Yargıtay Kararı 10. Hukuk Dairesi 2013/24405 E. 2014/20418 K. 23.10.2014 T.

YARGITAY KARARI
DAİRE : 10. Hukuk Dairesi
ESAS NO : 2013/24405
KARAR NO : 2014/20418
KARAR TARİHİ : 23.10.2014

Mahkemesi :İstanbul Anadolu 20. İş Mahkemesi
Tarihi :01.10.2013
No :2013/88-2013/350

Dava, rücuan tazminat istemine ilişkindir.
Mahkemece, ilamında belirtildiği şekilde davanın kısmen kabulüne karar verilmiştir.
Hükmün, taraf vekilleri tarafından temyiz edilmesi üzerine, temyiz isteğinin süresinde olduğu anlaşıldıktan ve Tetkik Hâkimi .. tarafından düzenlenen raporla dosyadaki kâğıtlar okunduktan sonra işin gereği düşünüldü ve aşağıdaki karar tespit edildi.
Dava, iş kazası sonucu sürekli iş göremez duruma giren sigortalıya bağlanan gelir ve geçici iş göremezlik ödemeleri nedeniyle uğranılan Kurum zararının 506 sayılı Yasanın 26 maddesi uyarınca davalıdan tahsili istemine ilişkin olup, mahkemece davanın kısmen kabulüne karar verilmiştir.
Dosya kapsamına göre; dava dışı B.. Nakliyat-H.. B. ait nakliye işyerinde şoför olarak çalışan sigortalı, davalı şirkete ait eşyaların fuar alanına nakliyesi sırasında, arızalı yük asansörünün halatının kopması nedeniyle düşen yük sepetinin altında kalmıştır.Mahkemece, davalı şirketin 3. kişi sıfatıyla % 80, sigortalının % 20 kusurlu olduğu kabul edilmiştir.
506 sayılı Kanun’un 4’üncü maddesi hükmüne göre, işveren; sigortalıyı Sosyal Sigortalar Kanunu kapsamına giren işlerde hizmet akdine dayalı olarak çalıştıran gerçek ya da tüzel kişilerdir. “Çalıştıran” olgusu, hizmet akdinin tarafı konumunda olan ve hizmet akdini düzenleyen “işvereni” ifade etmektedir. 506 sayılı Kanun’un “Üçüncü kişinin aracılığı” başlıklı 87’nci maddesi hükmünde ise; aracı, bir işte veya bir işin bölüm veya eklentilerinde işverenden iş alan ve kendi adına sigortalı çalıştıran üçüncü kişi olarak tanımlanmış, sigortalıların üçüncü bir kişinin aracılığı ile işe girmiş ve bununla sözleşme yapmış olsalar bile, bu kanunun işverene yüklediği ödevlerden dolayı, aracı olan üçüncü kişi ile birlikte asıl işverenin de sorumlu olacağı belirtilmiştir.

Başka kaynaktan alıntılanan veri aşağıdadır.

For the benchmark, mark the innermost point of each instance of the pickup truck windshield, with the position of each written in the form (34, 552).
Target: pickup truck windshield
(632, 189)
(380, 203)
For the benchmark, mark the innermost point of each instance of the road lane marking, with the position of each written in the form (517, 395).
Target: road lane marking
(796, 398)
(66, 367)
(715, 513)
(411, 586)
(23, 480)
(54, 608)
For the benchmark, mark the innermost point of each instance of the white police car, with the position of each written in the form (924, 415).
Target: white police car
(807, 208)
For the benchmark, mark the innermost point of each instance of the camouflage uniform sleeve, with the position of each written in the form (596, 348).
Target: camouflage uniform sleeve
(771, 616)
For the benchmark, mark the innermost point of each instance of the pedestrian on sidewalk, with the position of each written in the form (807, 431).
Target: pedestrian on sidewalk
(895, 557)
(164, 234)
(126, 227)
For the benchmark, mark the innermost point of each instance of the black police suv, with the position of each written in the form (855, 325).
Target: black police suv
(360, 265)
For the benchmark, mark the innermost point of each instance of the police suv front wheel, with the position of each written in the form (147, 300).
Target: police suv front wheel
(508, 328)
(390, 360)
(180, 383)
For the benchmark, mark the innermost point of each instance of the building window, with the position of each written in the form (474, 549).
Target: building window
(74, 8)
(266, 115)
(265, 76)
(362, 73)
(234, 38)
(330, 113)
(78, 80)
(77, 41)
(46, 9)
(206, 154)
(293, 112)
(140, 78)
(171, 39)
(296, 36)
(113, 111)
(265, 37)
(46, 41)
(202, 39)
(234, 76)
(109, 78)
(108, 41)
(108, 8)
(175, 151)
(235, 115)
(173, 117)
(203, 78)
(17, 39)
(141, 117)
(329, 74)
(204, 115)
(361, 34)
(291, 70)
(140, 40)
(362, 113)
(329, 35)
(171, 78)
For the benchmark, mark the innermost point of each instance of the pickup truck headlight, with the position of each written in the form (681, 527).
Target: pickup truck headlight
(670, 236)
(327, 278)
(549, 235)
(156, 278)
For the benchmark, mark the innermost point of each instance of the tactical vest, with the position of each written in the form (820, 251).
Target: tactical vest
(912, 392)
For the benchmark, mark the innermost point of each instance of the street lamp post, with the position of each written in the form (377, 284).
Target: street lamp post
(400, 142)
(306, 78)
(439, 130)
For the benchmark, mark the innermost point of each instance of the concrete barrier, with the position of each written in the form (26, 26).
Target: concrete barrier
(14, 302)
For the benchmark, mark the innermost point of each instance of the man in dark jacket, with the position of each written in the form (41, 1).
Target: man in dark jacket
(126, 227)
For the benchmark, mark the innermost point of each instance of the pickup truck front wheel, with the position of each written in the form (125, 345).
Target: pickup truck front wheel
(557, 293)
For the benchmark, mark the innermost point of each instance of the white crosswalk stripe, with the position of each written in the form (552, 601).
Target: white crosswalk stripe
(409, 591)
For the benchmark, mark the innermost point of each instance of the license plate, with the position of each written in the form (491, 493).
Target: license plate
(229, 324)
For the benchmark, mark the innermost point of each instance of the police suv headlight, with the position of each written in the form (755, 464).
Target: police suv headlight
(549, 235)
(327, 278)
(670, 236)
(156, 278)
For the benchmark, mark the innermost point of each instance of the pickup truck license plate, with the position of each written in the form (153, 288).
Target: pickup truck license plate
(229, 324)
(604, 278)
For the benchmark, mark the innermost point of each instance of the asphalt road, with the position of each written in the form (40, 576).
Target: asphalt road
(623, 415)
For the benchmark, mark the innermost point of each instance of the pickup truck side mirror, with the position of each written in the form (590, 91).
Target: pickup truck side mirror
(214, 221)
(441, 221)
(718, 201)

Maddede “aracı” olarak nitelenen üçüncü kişi, gerek mevzuatta, gerekse öğreti ve yargı kararlarında; alt işveren, tali işveren asıl işveren, alt müteahhit, alt ısmarlanan gibi adlarla anılmaktadır. Aracı kavramı, her şeyden önce, asıl işvereninin
varlığını, bir başka işverenin asıl işverene ait işin bir bölümünü yapmayı üstlenmesini ve asıl işverene ait iş yerinde veya iş yerinin bir bölümünde iş alanın kendi adına sigortalı çalıştırmasını gerektirir.Asıl işverenle aracı arasındaki ilişki taşıma, eser ve benzeri sözleşmelere dayanabilir ise de; hiçbir şekilde hizmet akdi unsurları bulunmamalıdır. Burada önemli olan yön, asıl işverene ait işin bir bölümünün aracı tarafından görülmesidir. Aracı kavramının belirleyici özelliği, asıl işverene ait işten bir bölüm iş alınması ve bu işte kendi adına sigortalı çalıştırılmasıdır.

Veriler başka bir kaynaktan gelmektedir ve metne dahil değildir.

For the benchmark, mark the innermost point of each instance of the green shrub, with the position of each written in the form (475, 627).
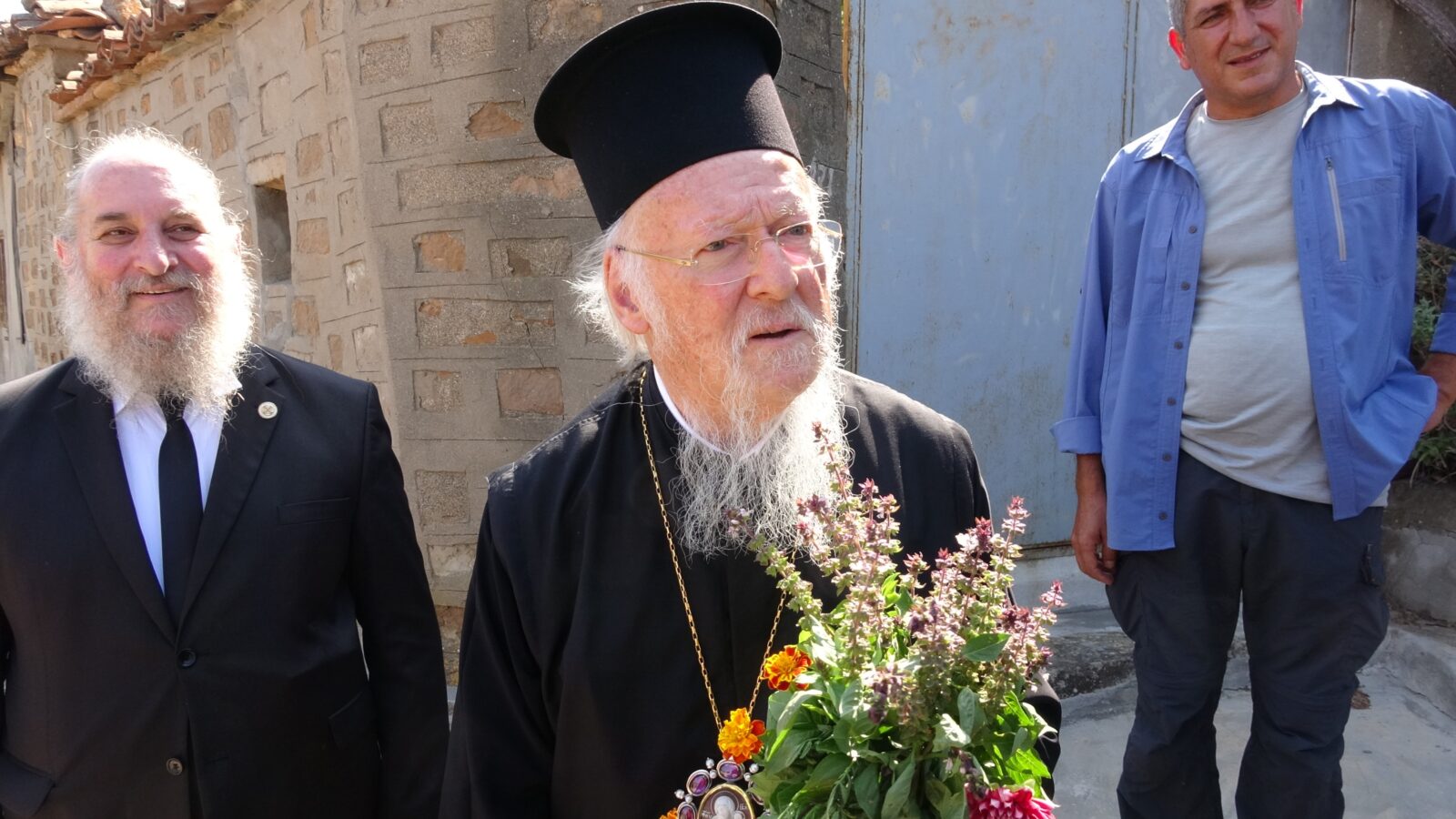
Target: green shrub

Mahkemece, davalı şirket ile Burak Nakliyat-Haydar Bozkuş arasında asıl işveren-taşeron ilişkisi bulunup bulunmadığı hususu yeterince irdelenmemiştir. Kurum kayıtları ve taraflar arasındaki sözleşme ve belgeler araştırılarak, konusunda ve işçi sağlığı ve iş güvenliği alanında uzman bilirkişilerden 506 sayılı Yasa’nın 87’nci madde kapsamında asıl işveren-taşeron ilişkisi bulunup bulunmadığı ve bu bağlamda (özellikle asıl işveren-taşeron ilişkisi yoksa işverenin de kusurunun bulunup bulunmadığını irdeleyen rapor alınmalıdır.
Mahkemece, açıklanan maddi ve hukuki esaslar gözetilmeksizin, eksik araştırma ve inceleme ile yanılgılı değerlendirme sonucu yazılı biçimde hüküm kurulması, usul ve yasaya aykırı olup, bozma nedenidir.

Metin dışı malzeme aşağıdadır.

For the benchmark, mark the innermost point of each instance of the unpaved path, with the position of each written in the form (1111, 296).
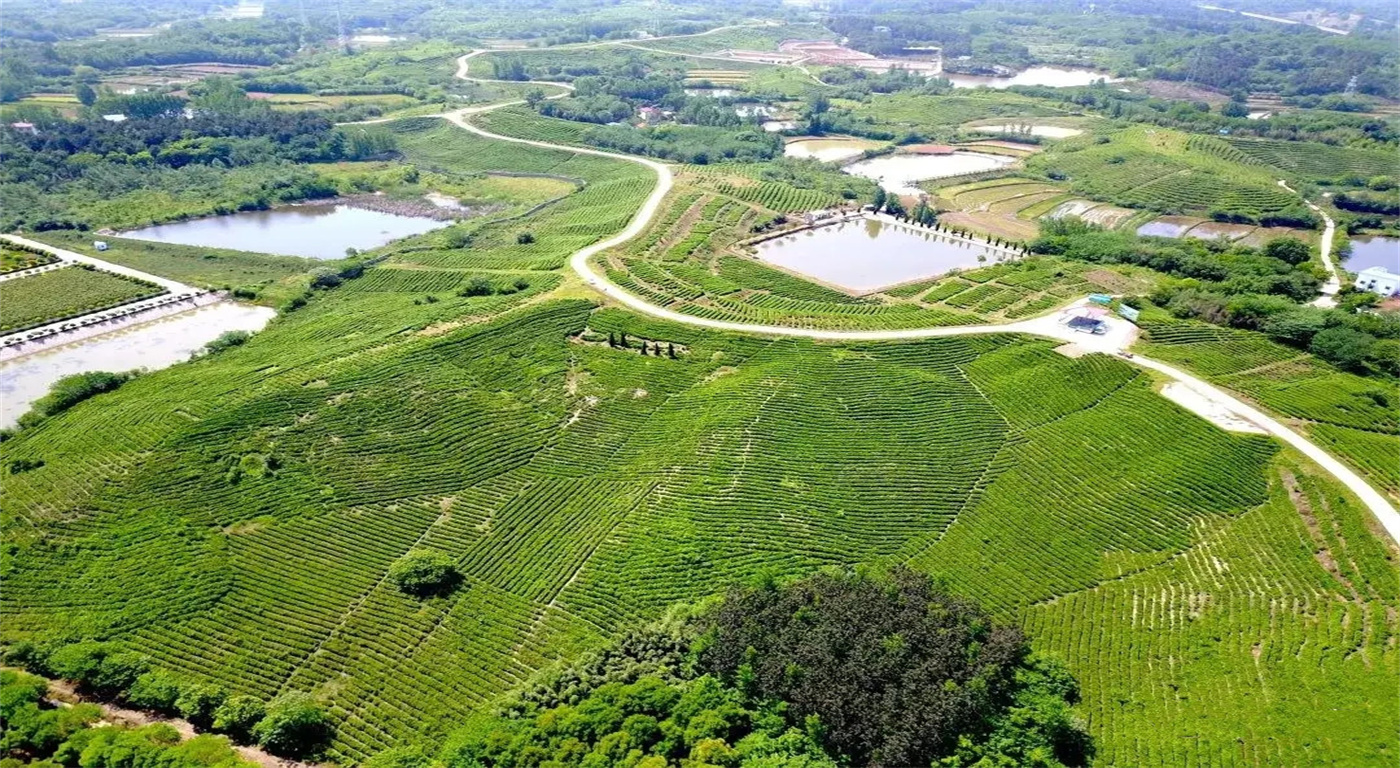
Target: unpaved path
(1333, 284)
(1116, 342)
(63, 694)
(80, 258)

O hâlde, taraf avukatlarının bu yönleri amaçlayan temyiz itirazları kabul edilmeli ve hüküm bozulmalıdır.
SONUÇ : Temyiz edilen hükmün yukarıda açıklanan nedenlerle BOZULMASINA, temyiz harcının istem halinde davalıya iadesine, 23.10.2014 gününde oybirliğiyle karar verildi.